The present invention has been made in view of such a problem, and it is an object of the present invention to provide a method for producing an inorganic cured product capable of easily producing a product having excellent appearance by improving the releasability. Aim.

[0005]

Means for Solving the Problems To achieve the above object, the invention of claim 1 provides a composition comprising a SiO ₂ —Al ₂ O ₃ -based reactive inorganic powder, an alkali metal silicate, and water. The object is put into a mold having a contact angle of 55 to 170 degrees and is heated and cured.

[0006] The invention of claim 2 of the present invention is based on claim 1.
The method for producing an inorganic cured product according to the above, is characterized in that after the composition is charged into a mold having a contact angle of 55 to 170 degrees, the charged composition is foamed and then cured by heating.

Further, the invention according to claim 3 of the present invention provides (A) S
100 parts by weight of iO ₂ —Al ₂ O ₃ -based reactive inorganic powder,
(B) 0.2 to 450 parts by weight of an alkali metal silicate, and (C)
A composition consisting of 35 to 1500 parts by weight of water has a contact angle of 55.
It is characterized in that it is put into a mold frame having a temperature of up to 170 degrees and heat-cured.

According to the first and third aspects of the present invention,
100 parts by weight of a SiO ₂ —Al ₂ O ₃ -based reactive inorganic powder, 0.2 to 450 parts by weight of an alkali metal silicate,
The composition is composed of 5 to 1500 parts by weight, and the composition is heated and cured in a mold having a contact angle of 55 to 170 degrees, so that a large force is not required at the time of demolding. For this reason, the surface of the inorganic cured body is not chipped at the time of demolding, and an inorganic cured body having excellent design can be obtained.

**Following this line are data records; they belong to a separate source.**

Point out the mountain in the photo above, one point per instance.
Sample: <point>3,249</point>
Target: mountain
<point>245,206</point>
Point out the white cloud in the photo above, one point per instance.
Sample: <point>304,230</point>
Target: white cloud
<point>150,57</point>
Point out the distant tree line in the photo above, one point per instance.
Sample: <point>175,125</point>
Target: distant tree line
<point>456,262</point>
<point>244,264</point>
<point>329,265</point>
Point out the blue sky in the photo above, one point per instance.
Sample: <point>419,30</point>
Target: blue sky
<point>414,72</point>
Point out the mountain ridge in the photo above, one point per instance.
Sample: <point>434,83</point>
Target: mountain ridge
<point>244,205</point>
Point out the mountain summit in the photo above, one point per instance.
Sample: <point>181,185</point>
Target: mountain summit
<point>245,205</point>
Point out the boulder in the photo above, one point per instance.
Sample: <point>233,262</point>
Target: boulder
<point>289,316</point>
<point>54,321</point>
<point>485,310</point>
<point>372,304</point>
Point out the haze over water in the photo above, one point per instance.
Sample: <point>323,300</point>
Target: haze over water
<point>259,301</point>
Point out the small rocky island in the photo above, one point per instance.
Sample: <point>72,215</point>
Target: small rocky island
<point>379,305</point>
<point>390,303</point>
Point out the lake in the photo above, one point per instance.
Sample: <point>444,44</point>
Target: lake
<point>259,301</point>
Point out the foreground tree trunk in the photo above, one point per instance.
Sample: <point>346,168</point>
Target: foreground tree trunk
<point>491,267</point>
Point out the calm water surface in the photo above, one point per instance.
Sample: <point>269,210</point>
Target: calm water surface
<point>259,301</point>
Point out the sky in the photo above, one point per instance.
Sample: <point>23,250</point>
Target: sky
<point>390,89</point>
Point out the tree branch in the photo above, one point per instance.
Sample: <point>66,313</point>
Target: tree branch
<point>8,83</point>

According to the second aspect of the present invention, since the composition charged in the mold is foamed, the weight of the inorganic cured product can be reduced.

In the present invention, the contact angle refers to the angle between the solid and the liquid surface at the contact point when the free surface of the liquid contacts the solid.

[0011]

DESCRIPTION OF THE PREFERRED EMBODIMENTS Embodiments of the method for producing an inorganic cured product according to the present invention will be described below.

In this embodiment, the composition of the inorganic cured product is (A) SiO ₂ —Al ₂ O ₃ -based reactive inorganic powder 100
Parts by weight, (B) 0.2 to 450 parts by weight of an alkali metal silicate, and (C) 35 to 1500 parts by weight of water. This composition is put into a mold having a contact angle of 55 to 170 degrees and cured by heating. This inorganic cured product was prepared by adding the composition to a contact angle of 5
After being placed in a mold at 5 to 170 degrees, the composition is foamed and then cured by heating.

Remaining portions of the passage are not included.